Class HbaseSchemaUtils


  • public class HbaseSchemaUtils
    extends Object
    Collection of helpful utilities that handle HBase schema inference, type, and naming conversion.
    • Method Summary

      All Methods Static Methods Concrete Methods 
      Modifier and Type Method Description
      static Object coerceType​(boolean isNative, org.apache.arrow.vector.types.pojo.ArrowType type, byte[] value)
      Helper that can coerce the given HBase value to the requested Apache Arrow type.
      static String[] extractColumnParts​(String glueColumnName)
      Helper which can go from a Glue/Apache Arrow column name to its HBase family + column.
      static org.apache.hadoop.hbase.TableName getQualifiedTable​(TableName tableName)
      Helper which goes from an Athena Federation SDK TableName to an HBase TableName.
      static String getQualifiedTableName​(TableName tableName)
      Helper which goes from an Athena Federation SDK TableName to an HBase table name string.
      static org.apache.arrow.vector.types.pojo.Schema inferSchema​(HBaseConnection client, TableName tableName, int numToScan)
      This method will produce an Apache Arrow Schema for the given TableName and HBase connection by scanning up to the requested number of rows and using basic schema inference to determine data types.
      static org.apache.arrow.vector.types.Types.MinorType inferType​(String strVal)
      Given a value from HBase attempt to infer it's type.
      static byte[] toBytes​(boolean isNative, Object value)
      Used to convert from Apache Arrow typed values to HBase values.
    • Method Detail

      • inferSchema

        public static org.apache.arrow.vector.types.pojo.Schema inferSchema​(HBaseConnection client,
                                                                            TableName tableName,
                                                                            int numToScan)
        This method will produce an Apache Arrow Schema for the given TableName and HBase connection by scanning up to the requested number of rows and using basic schema inference to determine data types.
        Parameters:
        client - The HBase connection to use for the scan operation.
        tableName - The HBase TableName for which to produce an Apache Arrow Schema.
        numToScan - The number of records to scan as part of producing the Schema.
        Returns:
        An Apache Arrow Schema representing the schema of the HBase table.
      • getQualifiedTableName

        public static String getQualifiedTableName​(TableName tableName)
        Helper which goes from an Athena Federation SDK TableName to an HBase table name string.
        Parameters:
        tableName - An Athena Federation SDK TableName.
        Returns:
        The corresponding HBase table name string.
      • getQualifiedTable

        public static org.apache.hadoop.hbase.TableName getQualifiedTable​(TableName tableName)
        Helper which goes from an Athena Federation SDK TableName to an HBase TableName.
        Parameters:
        tableName - An Athena Federation SDK TableName.
        Returns:
        The corresponding HBase TableName.
      • inferType

        public static org.apache.arrow.vector.types.Types.MinorType inferType​(String strVal)
        Given a value from HBase attempt to infer it's type.
        Parameters:
        value - An HBase value.
        Returns:
        The Apache Arrow Minor Type most closely associated with the provided value.
      • coerceType

        public static Object coerceType​(boolean isNative,
                                        org.apache.arrow.vector.types.pojo.ArrowType type,
                                        byte[] value)
        Helper that can coerce the given HBase value to the requested Apache Arrow type.
        Parameters:
        isNative - If True, the HBase value is stored using native bytes.

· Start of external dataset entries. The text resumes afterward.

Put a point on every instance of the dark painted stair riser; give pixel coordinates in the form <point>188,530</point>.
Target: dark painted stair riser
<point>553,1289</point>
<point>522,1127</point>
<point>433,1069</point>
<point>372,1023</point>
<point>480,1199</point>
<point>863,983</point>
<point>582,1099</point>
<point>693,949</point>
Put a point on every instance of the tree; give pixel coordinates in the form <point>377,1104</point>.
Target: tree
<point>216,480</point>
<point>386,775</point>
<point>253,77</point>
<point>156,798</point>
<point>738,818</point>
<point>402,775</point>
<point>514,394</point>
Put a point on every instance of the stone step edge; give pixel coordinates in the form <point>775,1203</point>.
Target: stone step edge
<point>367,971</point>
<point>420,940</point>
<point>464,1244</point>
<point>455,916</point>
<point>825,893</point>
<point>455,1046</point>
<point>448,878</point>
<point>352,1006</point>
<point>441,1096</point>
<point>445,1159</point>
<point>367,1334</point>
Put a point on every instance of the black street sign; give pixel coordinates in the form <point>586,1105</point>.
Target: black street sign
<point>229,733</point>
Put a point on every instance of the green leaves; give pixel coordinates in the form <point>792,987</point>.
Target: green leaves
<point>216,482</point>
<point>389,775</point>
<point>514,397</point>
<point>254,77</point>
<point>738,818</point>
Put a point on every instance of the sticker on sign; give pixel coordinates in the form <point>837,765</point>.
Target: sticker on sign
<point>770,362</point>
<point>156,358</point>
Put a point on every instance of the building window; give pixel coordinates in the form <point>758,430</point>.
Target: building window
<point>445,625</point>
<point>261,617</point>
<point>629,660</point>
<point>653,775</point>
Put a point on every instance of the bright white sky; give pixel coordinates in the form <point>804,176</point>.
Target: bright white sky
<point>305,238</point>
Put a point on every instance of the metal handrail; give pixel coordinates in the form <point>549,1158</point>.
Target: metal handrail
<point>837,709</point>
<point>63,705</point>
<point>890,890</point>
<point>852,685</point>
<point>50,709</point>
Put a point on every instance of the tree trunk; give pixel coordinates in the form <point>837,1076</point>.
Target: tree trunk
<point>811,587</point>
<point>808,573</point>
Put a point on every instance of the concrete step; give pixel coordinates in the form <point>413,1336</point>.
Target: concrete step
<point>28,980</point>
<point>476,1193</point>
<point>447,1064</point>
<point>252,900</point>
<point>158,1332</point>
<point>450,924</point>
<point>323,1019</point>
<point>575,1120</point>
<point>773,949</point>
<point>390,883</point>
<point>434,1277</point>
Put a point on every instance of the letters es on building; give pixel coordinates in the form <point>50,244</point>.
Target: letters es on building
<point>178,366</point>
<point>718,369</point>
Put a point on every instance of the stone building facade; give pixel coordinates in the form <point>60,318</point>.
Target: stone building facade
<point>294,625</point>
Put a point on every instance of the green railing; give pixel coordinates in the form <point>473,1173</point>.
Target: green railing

If False, the value is serialized as a String.
        type - The Apache Arrow Type that the value should be coerced to before returning.
        value - The HBase value to coerce.
        Returns:
        The coerced value which is now allowed with the provided Apache Arrow type.
      • extractColumnParts

        public static String[] extractColumnParts​(String glueColumnName)
        Helper which can go from a Glue/Apache Arrow column name to its HBase family + column.
        Parameters:
        glueColumnName - The input column name in format "family:column".
        Returns:
      • toBytes

        public static byte[] toBytes​(boolean isNative,
                                     Object value)
        Used to convert from Apache Arrow typed values to HBase values.
        Parameters:
        isNative - If True, the HBase value should be stored using native bytes. If False, the value should be serialized as a String before storing it.
        value - The value to convert.
        Returns:
        The HBase byte representation of the value.